You can clean your roof yourself or hire professionals. Either way, you’ll usually need to use a leaf blower to remove loose debris before performing a deeper clean. Depending on your roofing material and the level of grime, you may need to use low to moderate water pressure and cleaning products to remove streaks, growths, and stains. You may also need to go in afterwards with a brush to treat stubborn stains.



Professional vs. DIY

You can clean your roof yourself if you know the risks and take proper safety precautions. However, it’s a messy and time-consuming job, so many homeowners opt to hire professionals. Here’s what you can expect from both options.
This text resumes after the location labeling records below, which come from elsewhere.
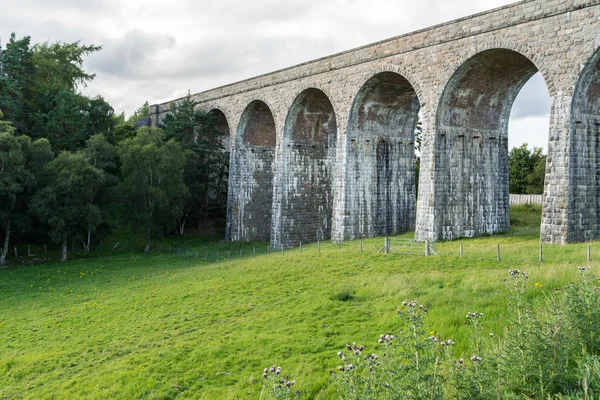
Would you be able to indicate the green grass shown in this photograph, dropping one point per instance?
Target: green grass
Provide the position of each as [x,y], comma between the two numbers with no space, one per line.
[159,326]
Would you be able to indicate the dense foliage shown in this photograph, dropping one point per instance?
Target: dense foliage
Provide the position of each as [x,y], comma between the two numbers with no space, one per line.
[526,170]
[70,165]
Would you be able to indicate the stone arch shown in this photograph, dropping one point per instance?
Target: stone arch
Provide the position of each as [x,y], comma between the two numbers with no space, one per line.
[525,51]
[471,150]
[380,176]
[584,197]
[254,154]
[413,80]
[309,153]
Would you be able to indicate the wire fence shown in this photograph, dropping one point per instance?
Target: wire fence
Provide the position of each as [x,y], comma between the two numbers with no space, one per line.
[506,249]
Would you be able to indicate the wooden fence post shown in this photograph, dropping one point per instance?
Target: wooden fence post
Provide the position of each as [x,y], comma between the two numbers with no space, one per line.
[589,253]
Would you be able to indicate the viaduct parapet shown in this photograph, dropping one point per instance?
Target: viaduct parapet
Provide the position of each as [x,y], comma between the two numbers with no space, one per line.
[325,149]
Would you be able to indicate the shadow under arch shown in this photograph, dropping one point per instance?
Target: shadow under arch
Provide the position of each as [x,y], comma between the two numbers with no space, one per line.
[584,196]
[471,150]
[308,158]
[253,175]
[380,175]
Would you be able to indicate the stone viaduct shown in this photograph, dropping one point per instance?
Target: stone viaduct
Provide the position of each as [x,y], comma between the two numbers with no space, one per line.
[325,149]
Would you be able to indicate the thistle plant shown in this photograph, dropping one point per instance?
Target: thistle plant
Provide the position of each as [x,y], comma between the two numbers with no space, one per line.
[277,386]
[408,364]
[552,351]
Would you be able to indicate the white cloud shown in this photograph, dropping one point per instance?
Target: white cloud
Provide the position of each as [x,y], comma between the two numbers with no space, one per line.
[156,50]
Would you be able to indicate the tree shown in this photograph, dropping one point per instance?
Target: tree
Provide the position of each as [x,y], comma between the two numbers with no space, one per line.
[16,80]
[206,170]
[526,170]
[122,132]
[101,154]
[142,112]
[152,171]
[66,204]
[21,163]
[60,65]
[101,117]
[65,122]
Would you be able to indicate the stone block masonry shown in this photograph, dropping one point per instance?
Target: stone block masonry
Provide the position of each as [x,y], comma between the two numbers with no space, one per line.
[325,149]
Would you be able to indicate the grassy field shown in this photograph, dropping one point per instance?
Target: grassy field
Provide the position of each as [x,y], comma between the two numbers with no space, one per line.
[161,326]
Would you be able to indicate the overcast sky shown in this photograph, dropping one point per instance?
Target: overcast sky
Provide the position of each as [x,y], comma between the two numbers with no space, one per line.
[158,50]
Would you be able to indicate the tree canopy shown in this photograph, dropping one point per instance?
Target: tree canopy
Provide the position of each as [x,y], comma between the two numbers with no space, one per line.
[526,170]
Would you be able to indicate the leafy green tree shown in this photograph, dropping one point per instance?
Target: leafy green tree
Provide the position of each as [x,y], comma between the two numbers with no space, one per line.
[152,171]
[39,92]
[21,163]
[518,168]
[206,170]
[65,123]
[67,203]
[535,180]
[101,154]
[101,118]
[123,132]
[526,170]
[16,80]
[60,65]
[143,111]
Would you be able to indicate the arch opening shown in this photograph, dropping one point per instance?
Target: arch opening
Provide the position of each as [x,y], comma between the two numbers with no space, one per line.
[584,209]
[381,157]
[472,154]
[255,155]
[309,152]
[220,193]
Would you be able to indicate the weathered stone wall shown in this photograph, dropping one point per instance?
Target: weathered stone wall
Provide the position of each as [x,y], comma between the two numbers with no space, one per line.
[309,145]
[465,93]
[380,172]
[251,188]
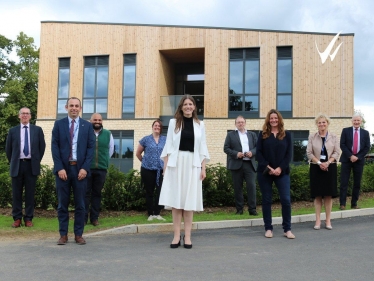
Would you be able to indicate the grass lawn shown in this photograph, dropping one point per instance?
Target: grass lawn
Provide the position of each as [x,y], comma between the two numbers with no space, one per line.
[46,224]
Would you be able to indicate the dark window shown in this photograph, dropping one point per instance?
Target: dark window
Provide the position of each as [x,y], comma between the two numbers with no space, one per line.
[123,153]
[284,81]
[244,82]
[63,85]
[129,79]
[95,86]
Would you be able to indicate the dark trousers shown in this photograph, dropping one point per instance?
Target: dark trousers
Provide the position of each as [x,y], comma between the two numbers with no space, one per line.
[25,179]
[247,173]
[282,182]
[95,183]
[152,190]
[357,168]
[63,196]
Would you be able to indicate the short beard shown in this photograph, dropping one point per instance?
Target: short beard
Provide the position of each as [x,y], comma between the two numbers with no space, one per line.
[97,126]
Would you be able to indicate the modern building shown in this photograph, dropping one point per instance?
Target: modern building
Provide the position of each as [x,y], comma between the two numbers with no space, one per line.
[135,73]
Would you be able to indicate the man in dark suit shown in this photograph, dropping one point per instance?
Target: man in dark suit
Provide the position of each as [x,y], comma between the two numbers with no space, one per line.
[240,147]
[355,144]
[73,143]
[25,146]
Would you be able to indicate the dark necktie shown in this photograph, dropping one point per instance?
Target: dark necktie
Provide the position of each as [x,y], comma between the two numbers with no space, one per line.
[26,146]
[71,132]
[355,142]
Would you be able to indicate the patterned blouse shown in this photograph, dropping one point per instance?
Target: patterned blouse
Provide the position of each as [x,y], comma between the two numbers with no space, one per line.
[152,152]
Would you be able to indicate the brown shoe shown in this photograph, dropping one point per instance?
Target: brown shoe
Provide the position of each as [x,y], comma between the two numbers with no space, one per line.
[80,240]
[17,223]
[63,240]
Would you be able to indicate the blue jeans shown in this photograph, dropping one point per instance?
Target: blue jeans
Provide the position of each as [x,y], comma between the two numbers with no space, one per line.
[282,183]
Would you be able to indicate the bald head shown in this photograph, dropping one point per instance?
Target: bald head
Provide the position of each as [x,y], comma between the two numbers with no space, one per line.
[96,121]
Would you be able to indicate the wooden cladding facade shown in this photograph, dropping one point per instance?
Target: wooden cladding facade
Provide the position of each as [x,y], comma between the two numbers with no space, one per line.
[317,87]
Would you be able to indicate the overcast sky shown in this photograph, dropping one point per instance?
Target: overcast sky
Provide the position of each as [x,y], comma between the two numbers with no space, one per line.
[329,16]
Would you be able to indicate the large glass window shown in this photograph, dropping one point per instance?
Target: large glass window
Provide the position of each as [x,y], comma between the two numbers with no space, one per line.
[284,80]
[63,85]
[129,79]
[123,153]
[244,82]
[95,86]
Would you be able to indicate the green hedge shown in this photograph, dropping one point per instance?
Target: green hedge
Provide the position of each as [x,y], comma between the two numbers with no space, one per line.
[125,191]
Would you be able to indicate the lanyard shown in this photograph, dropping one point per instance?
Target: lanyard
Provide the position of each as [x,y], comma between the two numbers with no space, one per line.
[323,143]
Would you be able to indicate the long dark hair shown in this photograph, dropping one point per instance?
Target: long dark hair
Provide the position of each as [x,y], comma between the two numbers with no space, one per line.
[159,122]
[179,113]
[266,128]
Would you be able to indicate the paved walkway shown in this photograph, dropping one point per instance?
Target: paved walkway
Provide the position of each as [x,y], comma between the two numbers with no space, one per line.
[168,227]
[344,253]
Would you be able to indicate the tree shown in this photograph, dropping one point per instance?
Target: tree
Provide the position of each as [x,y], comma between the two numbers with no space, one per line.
[20,82]
[6,46]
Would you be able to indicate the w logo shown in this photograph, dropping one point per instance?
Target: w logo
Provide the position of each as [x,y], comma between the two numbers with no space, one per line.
[325,54]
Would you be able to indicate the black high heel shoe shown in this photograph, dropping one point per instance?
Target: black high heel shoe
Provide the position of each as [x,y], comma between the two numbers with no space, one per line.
[187,246]
[174,246]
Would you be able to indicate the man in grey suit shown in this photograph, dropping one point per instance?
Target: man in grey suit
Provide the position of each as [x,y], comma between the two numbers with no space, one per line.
[25,146]
[240,147]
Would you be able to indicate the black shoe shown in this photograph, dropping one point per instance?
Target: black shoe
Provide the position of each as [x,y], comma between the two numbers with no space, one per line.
[174,246]
[186,246]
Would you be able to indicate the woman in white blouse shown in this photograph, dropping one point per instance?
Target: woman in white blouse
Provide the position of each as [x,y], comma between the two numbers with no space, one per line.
[185,155]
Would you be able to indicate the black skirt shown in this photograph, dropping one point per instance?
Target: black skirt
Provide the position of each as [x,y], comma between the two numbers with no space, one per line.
[323,183]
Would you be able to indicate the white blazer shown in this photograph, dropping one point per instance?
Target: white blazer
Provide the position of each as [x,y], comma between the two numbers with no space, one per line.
[171,147]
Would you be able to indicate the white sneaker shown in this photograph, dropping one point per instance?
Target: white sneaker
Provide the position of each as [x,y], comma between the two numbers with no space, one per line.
[159,218]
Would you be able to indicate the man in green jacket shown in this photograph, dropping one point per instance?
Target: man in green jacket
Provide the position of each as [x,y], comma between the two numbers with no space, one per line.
[104,147]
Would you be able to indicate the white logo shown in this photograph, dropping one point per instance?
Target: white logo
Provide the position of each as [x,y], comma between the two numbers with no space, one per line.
[324,55]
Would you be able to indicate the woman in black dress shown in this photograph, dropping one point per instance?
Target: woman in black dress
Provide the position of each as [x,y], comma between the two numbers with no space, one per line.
[323,151]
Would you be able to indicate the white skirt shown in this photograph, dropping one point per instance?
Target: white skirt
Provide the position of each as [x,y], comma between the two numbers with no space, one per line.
[181,186]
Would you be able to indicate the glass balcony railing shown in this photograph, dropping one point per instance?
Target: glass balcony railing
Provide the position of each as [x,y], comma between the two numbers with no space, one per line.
[169,104]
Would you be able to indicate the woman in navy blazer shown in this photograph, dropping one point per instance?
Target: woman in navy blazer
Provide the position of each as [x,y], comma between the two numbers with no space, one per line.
[274,150]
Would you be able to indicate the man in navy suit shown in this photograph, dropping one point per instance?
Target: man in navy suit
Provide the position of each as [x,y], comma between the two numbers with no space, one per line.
[25,146]
[355,144]
[240,147]
[73,143]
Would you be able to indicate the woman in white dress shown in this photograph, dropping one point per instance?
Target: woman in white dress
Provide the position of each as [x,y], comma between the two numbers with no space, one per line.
[185,155]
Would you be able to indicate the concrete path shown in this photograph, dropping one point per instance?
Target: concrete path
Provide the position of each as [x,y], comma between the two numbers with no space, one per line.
[344,253]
Professional Roof Cleaning

Homeowners with particularly steep roofs or a house with multiple stories are often better off hiring a professional roof cleaning service. Pros have access to better equipment and stronger cleaning products, and they’ll know how to get the job done quickly and thoroughly. They’ll also know how to tackle specialty problems such as salt buildup or algae stains. Make sure any roof cleaner you hire is licensed and insured.

DIY Roof Cleaning

You can save money on roof cleaning by doing it yourself—as long as you do it right. This includes taking the appropriate safety measures to work on a roof and using methods that won’t cause damage. Renting a pressure washer will cost $25–$50 for the day, but make sure you know how to use a low-pressure setting. Cleaning solutions and other tools will cost another $40–$50 for a 1,500-square-foot roof. Keep in mind that a damp roof is slippery, and take precautions.
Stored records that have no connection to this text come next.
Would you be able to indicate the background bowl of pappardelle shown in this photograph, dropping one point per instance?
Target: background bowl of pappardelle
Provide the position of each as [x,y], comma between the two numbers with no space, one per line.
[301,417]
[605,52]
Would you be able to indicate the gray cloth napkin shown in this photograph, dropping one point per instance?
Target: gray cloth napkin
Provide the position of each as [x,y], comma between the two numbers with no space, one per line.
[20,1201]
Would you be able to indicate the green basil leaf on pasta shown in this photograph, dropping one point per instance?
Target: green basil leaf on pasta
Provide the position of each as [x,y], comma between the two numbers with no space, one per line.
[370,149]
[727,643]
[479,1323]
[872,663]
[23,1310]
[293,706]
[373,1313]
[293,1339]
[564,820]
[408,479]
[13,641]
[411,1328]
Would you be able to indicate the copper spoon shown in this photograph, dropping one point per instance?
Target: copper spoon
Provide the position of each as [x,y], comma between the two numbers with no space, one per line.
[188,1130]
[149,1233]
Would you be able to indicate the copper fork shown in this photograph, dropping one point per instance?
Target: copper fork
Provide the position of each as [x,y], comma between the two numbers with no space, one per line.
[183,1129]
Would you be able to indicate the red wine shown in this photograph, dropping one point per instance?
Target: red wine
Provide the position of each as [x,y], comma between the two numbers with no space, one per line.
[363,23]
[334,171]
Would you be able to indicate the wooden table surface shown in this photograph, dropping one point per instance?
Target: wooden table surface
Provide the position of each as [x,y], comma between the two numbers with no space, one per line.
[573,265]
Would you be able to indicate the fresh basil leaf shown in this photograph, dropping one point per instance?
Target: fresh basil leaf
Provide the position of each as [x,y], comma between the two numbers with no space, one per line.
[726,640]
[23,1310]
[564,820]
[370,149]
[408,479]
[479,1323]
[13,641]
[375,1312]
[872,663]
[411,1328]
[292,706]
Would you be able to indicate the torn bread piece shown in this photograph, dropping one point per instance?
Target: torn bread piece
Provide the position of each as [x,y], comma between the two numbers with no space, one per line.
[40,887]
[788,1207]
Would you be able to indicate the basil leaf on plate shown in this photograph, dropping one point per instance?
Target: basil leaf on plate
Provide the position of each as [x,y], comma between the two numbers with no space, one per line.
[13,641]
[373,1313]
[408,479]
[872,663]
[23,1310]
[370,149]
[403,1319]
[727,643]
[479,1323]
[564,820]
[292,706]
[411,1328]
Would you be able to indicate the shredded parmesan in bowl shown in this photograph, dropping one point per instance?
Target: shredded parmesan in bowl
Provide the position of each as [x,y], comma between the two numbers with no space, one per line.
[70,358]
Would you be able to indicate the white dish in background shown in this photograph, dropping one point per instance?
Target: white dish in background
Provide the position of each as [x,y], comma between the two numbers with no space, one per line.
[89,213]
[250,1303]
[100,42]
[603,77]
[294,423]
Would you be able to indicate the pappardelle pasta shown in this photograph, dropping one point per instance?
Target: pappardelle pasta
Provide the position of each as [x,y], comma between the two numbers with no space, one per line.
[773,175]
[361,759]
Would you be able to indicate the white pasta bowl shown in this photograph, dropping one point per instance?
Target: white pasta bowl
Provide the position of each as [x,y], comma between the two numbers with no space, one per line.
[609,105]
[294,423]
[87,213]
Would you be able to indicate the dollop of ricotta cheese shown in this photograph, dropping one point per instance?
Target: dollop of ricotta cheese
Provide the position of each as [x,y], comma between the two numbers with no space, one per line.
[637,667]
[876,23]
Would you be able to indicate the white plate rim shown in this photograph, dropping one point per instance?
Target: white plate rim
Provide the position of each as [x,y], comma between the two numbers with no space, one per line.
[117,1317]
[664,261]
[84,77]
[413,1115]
How To Save on Roof Cleaning

Here are some ways to save on roof cleaning, whether you do the job yourself or hire a pro.
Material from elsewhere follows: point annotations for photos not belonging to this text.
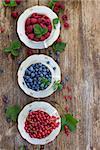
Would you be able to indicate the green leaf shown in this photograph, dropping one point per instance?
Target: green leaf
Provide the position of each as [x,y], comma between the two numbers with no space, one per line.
[15,52]
[54,1]
[70,121]
[55,22]
[12,112]
[7,50]
[11,4]
[22,148]
[39,31]
[57,85]
[59,46]
[16,44]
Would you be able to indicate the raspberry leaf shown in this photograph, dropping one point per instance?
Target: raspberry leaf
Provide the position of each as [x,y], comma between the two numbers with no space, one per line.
[12,112]
[7,50]
[11,4]
[59,46]
[70,121]
[55,22]
[54,1]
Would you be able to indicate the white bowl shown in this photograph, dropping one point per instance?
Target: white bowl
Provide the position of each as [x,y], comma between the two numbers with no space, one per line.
[56,75]
[21,27]
[44,106]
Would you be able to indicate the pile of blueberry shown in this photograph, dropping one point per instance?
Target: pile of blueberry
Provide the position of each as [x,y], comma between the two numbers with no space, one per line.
[37,77]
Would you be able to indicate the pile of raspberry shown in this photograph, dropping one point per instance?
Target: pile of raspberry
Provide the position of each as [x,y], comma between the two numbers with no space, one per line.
[40,19]
[40,124]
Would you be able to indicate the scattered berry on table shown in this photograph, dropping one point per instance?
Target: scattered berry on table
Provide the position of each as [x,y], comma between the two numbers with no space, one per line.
[18,1]
[59,40]
[37,77]
[40,124]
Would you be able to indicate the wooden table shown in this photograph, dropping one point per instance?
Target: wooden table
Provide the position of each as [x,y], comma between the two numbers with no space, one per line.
[80,61]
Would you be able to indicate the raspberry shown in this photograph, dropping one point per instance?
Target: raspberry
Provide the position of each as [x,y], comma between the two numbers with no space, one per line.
[7,1]
[49,28]
[59,40]
[29,29]
[29,53]
[41,129]
[31,36]
[34,15]
[18,1]
[33,20]
[28,21]
[14,14]
[42,38]
[42,25]
[66,25]
[47,35]
[57,4]
[56,9]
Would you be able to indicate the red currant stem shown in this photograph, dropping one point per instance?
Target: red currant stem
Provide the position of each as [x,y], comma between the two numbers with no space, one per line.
[55,103]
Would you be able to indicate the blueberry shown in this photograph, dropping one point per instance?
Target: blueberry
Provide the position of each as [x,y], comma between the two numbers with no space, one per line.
[28,85]
[35,82]
[47,70]
[39,82]
[37,69]
[36,73]
[27,72]
[44,70]
[41,74]
[26,77]
[33,65]
[40,69]
[40,65]
[47,76]
[48,62]
[34,79]
[54,68]
[44,73]
[32,74]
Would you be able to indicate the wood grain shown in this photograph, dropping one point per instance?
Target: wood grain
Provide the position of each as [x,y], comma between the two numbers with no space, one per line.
[80,60]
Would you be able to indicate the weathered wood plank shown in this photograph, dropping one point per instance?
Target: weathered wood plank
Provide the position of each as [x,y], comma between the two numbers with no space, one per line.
[80,60]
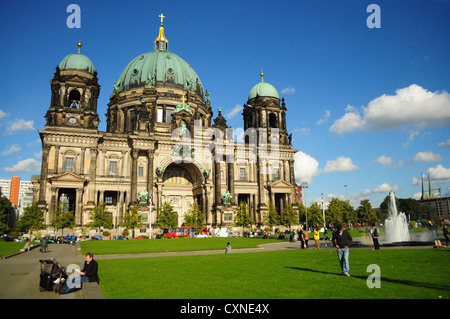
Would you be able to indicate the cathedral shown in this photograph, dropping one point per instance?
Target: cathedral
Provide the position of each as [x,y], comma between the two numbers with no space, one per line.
[161,144]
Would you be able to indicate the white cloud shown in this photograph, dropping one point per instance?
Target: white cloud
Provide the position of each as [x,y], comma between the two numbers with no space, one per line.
[238,108]
[384,160]
[341,164]
[19,125]
[288,90]
[427,157]
[324,118]
[445,144]
[26,165]
[12,149]
[3,114]
[385,188]
[413,108]
[305,167]
[439,174]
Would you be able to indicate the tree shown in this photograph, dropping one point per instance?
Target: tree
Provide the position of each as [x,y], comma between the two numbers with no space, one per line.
[290,216]
[301,213]
[194,217]
[242,217]
[166,217]
[131,219]
[366,214]
[271,217]
[4,211]
[31,220]
[100,217]
[340,212]
[315,216]
[63,218]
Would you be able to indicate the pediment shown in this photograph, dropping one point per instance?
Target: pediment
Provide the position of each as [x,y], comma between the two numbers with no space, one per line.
[67,177]
[280,185]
  • If you hire professionals, look for seasonal or package deals. You may also get a discount by signing up for a regular (e.g., annual) cleaning.
  • Cleaning regularly to prevent grime buildup will make each cleaning easier and less expensive.
  • If you’re doing the job yourself, research the appropriate cleaning methods for your roof type to avoid causing costly damage.
  • Look into treatments and sealants that may reduce how often you need to clean.



Top Roofing Companies

If your roof cleaner discovers damage or you need additional roof services, find reputable roofing companies in your area using our guides below.


Our Conclusion

You can clean your roof yourself if you take safety precautions and use the right methods. Simply blasting your roof with a high-pressure power washer is almost never the right choice. If you don’t have the time or desire to do it yourself, you can hire a professional roof cleaning service to do the job for you. Either way, having a clean roof improves the look of your home and extends your roof’s longevity.